TEMPO.CO, Jakarta - Kepala Badan Geologi ESDM Rudy Suhendar mengatakan Gunung Anak Krakatau yang berada di Selat Sunda telah menunjukkan aktivitas erupsi setiap hari sejak 29 Juni 2018. "Sampai sekarang terus menunjukkan aktivitas yang cukup besar," ujar Rudy melalui teleconference di Kantor Badan Meteorologi, Klimatologi, dan Geofisika (BMKG), Ahad dini hari, 23 Desember 2018.
Pada Ahad kemarin saja tercatat empat kali erupsi, yaitu sekitar pukul 13.51, 17.00, 19.00, dan 21.03. Untuk tiga erupsi awal, lanjut Rudy, tim yang berada di pos masih bisa memantau secara visual.

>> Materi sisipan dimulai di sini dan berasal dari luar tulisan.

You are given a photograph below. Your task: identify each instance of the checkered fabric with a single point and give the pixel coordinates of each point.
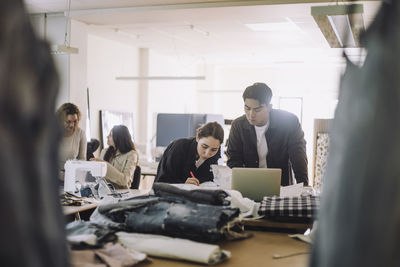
(304, 206)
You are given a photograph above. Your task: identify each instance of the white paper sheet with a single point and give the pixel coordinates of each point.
(291, 190)
(173, 248)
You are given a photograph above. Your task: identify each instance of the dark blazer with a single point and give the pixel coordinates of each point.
(286, 146)
(178, 161)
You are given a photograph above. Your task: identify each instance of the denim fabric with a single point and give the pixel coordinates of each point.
(173, 217)
(103, 234)
(212, 197)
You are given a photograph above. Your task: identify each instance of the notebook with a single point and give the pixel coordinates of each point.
(256, 183)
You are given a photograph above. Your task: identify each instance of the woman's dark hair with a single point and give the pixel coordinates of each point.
(122, 140)
(213, 129)
(258, 91)
(68, 109)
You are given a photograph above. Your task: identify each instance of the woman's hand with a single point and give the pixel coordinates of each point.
(192, 180)
(96, 159)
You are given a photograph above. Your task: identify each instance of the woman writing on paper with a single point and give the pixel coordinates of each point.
(121, 157)
(189, 160)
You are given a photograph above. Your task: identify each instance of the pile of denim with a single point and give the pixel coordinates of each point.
(174, 215)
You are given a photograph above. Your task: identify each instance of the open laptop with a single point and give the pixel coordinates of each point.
(256, 183)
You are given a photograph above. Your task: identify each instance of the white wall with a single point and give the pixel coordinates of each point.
(106, 60)
(52, 29)
(78, 70)
(170, 96)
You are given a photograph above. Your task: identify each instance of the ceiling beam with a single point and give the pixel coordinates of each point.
(200, 4)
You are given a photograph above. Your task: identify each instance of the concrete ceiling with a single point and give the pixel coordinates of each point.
(211, 31)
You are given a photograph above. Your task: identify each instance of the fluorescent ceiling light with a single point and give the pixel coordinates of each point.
(341, 24)
(63, 50)
(275, 26)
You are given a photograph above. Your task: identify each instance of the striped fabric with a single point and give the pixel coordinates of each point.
(304, 206)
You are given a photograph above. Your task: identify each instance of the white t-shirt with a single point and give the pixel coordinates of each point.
(262, 146)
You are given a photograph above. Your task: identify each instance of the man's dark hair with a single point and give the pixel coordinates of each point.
(213, 129)
(258, 91)
(68, 109)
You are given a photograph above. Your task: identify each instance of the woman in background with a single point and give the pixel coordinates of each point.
(73, 144)
(189, 160)
(121, 157)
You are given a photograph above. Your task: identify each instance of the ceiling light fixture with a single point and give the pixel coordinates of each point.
(341, 24)
(65, 48)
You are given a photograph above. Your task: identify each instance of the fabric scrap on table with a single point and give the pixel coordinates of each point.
(173, 248)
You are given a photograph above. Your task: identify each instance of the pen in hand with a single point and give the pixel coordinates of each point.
(195, 181)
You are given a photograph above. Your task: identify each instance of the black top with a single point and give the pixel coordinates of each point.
(179, 160)
(286, 146)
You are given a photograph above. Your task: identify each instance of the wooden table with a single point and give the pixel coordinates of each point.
(255, 251)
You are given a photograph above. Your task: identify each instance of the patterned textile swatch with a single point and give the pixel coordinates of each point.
(320, 160)
(304, 206)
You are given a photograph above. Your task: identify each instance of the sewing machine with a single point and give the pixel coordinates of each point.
(75, 168)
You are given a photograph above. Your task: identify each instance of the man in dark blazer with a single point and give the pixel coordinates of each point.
(267, 138)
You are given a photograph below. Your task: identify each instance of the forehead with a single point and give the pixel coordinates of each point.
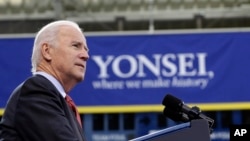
(71, 33)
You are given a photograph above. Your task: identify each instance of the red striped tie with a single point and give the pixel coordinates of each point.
(74, 109)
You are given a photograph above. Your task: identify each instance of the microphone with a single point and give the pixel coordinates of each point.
(176, 110)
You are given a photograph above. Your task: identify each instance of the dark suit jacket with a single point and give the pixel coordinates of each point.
(36, 111)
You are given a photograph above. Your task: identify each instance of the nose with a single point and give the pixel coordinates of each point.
(84, 55)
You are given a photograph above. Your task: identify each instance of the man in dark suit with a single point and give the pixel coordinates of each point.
(37, 109)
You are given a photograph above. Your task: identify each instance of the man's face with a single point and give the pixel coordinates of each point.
(70, 55)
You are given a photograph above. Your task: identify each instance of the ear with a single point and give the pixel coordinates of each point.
(46, 51)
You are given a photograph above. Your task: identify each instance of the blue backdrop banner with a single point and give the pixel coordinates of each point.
(206, 67)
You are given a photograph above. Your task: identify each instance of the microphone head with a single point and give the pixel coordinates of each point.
(175, 115)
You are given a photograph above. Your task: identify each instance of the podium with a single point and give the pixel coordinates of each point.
(195, 130)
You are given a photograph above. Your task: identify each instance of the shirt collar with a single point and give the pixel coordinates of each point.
(54, 81)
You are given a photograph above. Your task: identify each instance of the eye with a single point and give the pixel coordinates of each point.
(76, 45)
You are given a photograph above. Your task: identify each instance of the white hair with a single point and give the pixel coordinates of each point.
(48, 34)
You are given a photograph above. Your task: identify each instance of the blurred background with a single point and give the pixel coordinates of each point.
(26, 16)
(100, 17)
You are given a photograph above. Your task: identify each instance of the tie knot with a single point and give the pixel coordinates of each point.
(68, 98)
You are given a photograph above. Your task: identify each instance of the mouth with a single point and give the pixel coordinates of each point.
(80, 65)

Lontaran partikel dalam setiap erupsi rata-rata setinggi 100-300 meter. "Namun untuk erupsi pukul 21.03 kami tidak bisa memantau secara visual karena kondisi cuaca yang kurang mendukung," kata Rudy.

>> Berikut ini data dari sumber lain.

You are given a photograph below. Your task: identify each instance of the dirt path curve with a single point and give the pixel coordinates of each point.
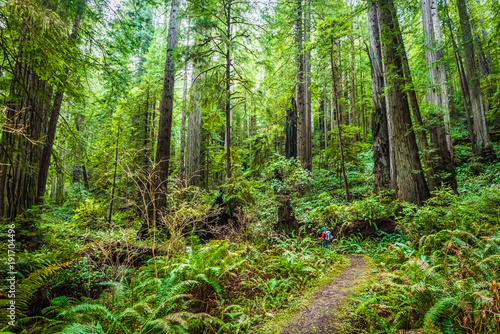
(319, 316)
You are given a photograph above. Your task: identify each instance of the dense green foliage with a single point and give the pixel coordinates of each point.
(234, 244)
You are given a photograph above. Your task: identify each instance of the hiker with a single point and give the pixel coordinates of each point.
(326, 238)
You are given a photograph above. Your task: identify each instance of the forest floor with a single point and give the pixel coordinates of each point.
(323, 314)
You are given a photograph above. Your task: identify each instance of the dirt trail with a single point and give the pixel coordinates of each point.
(319, 316)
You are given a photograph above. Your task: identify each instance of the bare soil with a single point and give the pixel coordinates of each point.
(320, 315)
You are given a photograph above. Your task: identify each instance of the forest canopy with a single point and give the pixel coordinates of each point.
(168, 165)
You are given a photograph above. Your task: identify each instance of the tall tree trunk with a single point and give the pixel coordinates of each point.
(413, 187)
(299, 89)
(183, 123)
(228, 87)
(291, 131)
(438, 97)
(339, 132)
(464, 87)
(162, 158)
(307, 104)
(482, 136)
(193, 149)
(44, 164)
(380, 132)
(353, 86)
(114, 175)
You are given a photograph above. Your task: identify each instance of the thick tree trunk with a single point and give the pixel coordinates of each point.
(412, 186)
(162, 158)
(228, 89)
(482, 136)
(291, 131)
(354, 115)
(28, 110)
(380, 132)
(183, 123)
(438, 98)
(299, 89)
(193, 149)
(339, 132)
(44, 164)
(114, 175)
(464, 88)
(307, 106)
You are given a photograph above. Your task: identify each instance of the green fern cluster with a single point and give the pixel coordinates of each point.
(450, 283)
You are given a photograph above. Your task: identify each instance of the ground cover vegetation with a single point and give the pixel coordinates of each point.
(166, 166)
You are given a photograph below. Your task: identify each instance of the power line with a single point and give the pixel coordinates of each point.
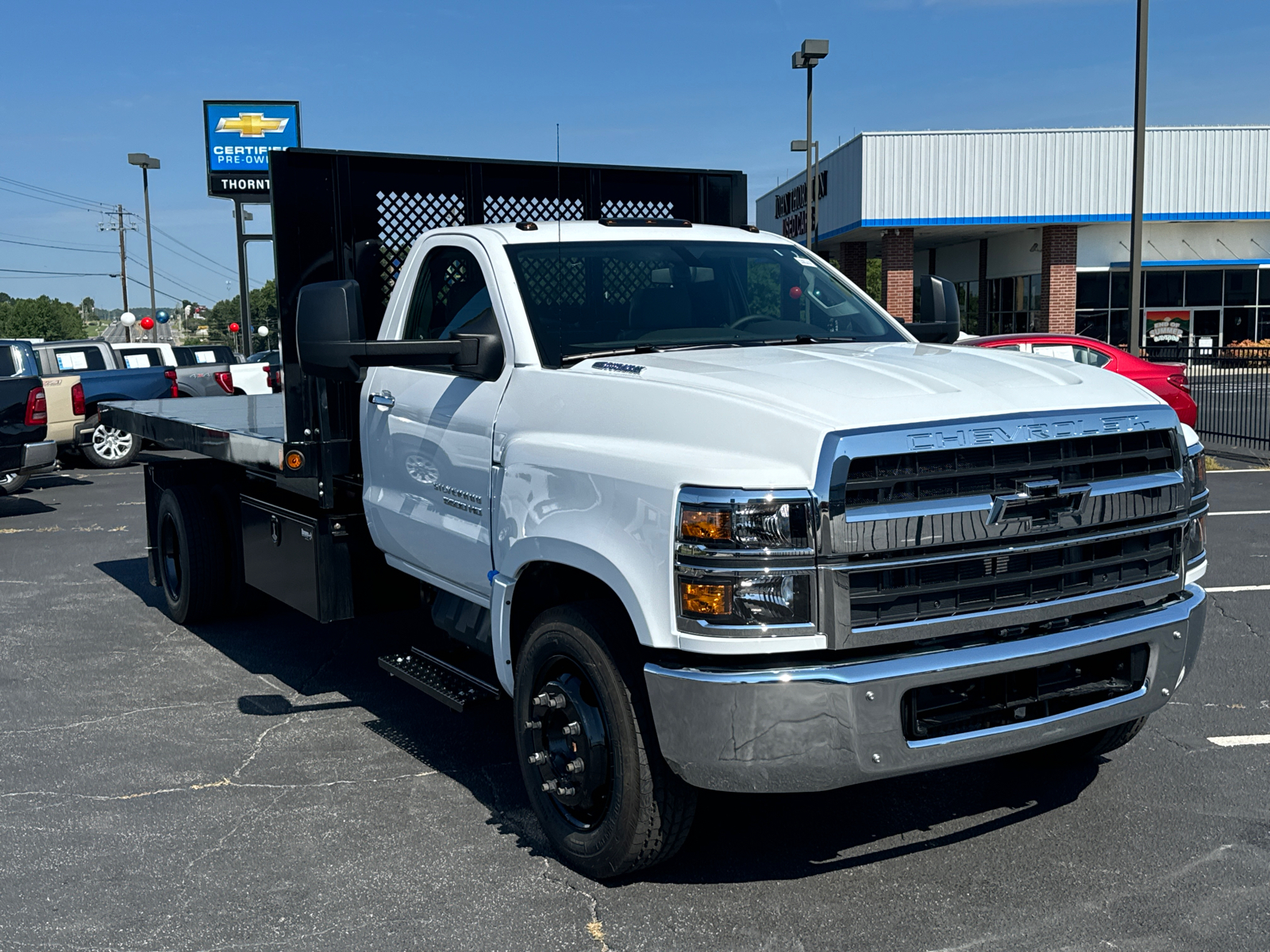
(60, 248)
(51, 192)
(65, 274)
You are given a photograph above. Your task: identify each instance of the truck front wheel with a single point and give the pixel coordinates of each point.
(605, 797)
(190, 556)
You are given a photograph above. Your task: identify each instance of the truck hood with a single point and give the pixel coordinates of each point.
(872, 385)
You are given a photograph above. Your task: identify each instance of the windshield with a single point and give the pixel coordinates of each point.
(603, 296)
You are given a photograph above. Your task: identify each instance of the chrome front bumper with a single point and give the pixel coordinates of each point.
(800, 729)
(36, 456)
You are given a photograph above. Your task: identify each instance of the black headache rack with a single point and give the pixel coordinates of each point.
(342, 216)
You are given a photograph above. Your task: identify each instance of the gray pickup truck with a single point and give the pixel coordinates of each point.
(203, 370)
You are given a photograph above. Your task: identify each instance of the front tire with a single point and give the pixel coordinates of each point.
(190, 556)
(596, 780)
(12, 482)
(111, 448)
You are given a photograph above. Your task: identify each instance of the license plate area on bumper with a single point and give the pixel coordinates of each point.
(1022, 696)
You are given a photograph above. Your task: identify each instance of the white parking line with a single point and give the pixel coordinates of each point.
(1240, 740)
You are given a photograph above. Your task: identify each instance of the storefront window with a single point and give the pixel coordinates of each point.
(1241, 287)
(1203, 290)
(1165, 289)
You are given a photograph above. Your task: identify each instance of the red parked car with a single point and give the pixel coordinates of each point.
(1164, 380)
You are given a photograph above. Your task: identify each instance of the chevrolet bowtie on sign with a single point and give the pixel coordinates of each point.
(239, 140)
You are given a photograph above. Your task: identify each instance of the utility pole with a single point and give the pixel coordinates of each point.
(806, 59)
(146, 164)
(1140, 164)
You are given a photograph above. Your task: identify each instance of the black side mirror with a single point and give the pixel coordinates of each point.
(940, 319)
(330, 336)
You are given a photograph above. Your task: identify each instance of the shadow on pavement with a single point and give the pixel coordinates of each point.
(22, 503)
(736, 838)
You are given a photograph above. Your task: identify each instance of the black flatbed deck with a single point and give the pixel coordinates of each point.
(249, 431)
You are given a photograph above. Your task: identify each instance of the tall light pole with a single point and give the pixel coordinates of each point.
(806, 59)
(1140, 163)
(146, 164)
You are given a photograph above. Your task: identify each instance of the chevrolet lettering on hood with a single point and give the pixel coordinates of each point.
(1022, 433)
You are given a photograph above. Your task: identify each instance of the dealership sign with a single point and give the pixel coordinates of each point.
(791, 207)
(241, 135)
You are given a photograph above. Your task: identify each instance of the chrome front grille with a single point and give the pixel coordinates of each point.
(992, 470)
(1000, 524)
(940, 589)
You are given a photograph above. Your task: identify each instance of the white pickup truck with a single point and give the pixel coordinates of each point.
(706, 514)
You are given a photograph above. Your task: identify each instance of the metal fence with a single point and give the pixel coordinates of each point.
(1231, 387)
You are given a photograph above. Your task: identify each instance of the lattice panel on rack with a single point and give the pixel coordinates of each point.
(403, 217)
(624, 278)
(510, 209)
(550, 279)
(632, 209)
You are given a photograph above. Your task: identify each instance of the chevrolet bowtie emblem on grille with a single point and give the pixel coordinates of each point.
(251, 125)
(1038, 505)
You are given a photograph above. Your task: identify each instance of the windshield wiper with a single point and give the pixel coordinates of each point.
(803, 340)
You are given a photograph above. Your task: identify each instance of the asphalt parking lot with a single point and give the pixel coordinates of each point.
(260, 784)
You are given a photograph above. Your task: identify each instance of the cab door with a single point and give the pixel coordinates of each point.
(429, 432)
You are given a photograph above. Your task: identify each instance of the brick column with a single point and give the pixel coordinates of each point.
(897, 273)
(854, 260)
(1058, 278)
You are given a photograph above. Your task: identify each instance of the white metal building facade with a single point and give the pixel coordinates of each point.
(1034, 225)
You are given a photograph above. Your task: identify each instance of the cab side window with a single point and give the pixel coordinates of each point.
(450, 294)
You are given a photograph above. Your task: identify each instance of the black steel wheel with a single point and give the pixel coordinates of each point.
(192, 556)
(588, 753)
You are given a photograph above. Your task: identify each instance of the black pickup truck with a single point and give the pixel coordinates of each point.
(23, 416)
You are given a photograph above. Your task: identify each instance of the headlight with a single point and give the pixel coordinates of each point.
(724, 520)
(747, 600)
(745, 562)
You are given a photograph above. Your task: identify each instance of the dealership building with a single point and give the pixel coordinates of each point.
(1033, 225)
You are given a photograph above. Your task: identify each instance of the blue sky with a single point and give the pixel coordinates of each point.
(702, 84)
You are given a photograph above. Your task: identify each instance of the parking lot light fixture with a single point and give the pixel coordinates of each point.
(148, 163)
(806, 59)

Baca: Tsunami di Pantai Anyer Diduga Akibat Erupsi Gunung Anak Krakatau ...
Aktivitas erupsi Gunung Anak Krakatau ditengarai sebagai penyebab dari tsunami yang melanda Pantai Anyer, Banten, dan Lampung pada Sabtu malam, 22 Desember 2018, sekitar pukul 21.30. Rudy mengatakan hal itu mungkin saja terjadi jika terjadi longsor di lereng gunung akibat erupsi.
Dugaan itu diperkuat oleh temuan yang serupa, pukul 21.03 pos pemantauan PVMBG di Pulau Sertung, Lampung mencatat adanya aktivitas vulkanik di Gunung Anak Krakatau. Sedangkan stasiun BMKG di Cigeulis, Banten pada waktu yang sama mencatat adanya peningkatan permukaan air laut.
Baca: Letusan Gunung Anak Krakatau Masuki Tahap Akhir
Meski begitu, Rudy mengatkan timnya perlu melakukan verifikasi terlebih dahulu. Hal senada disampaikan oleh Kepala Pusat Gempabumi dan Tsunami BMKG Rachmat Triyono, bahwa untuk memastikan penyebab tsunami adalah erupsi Gunung Anak Krakatau, perlu dilakukan penelitian lebih lanjut. "Lebih detail karena longsoran atau letusan perlu diteliti," kata Rahmat.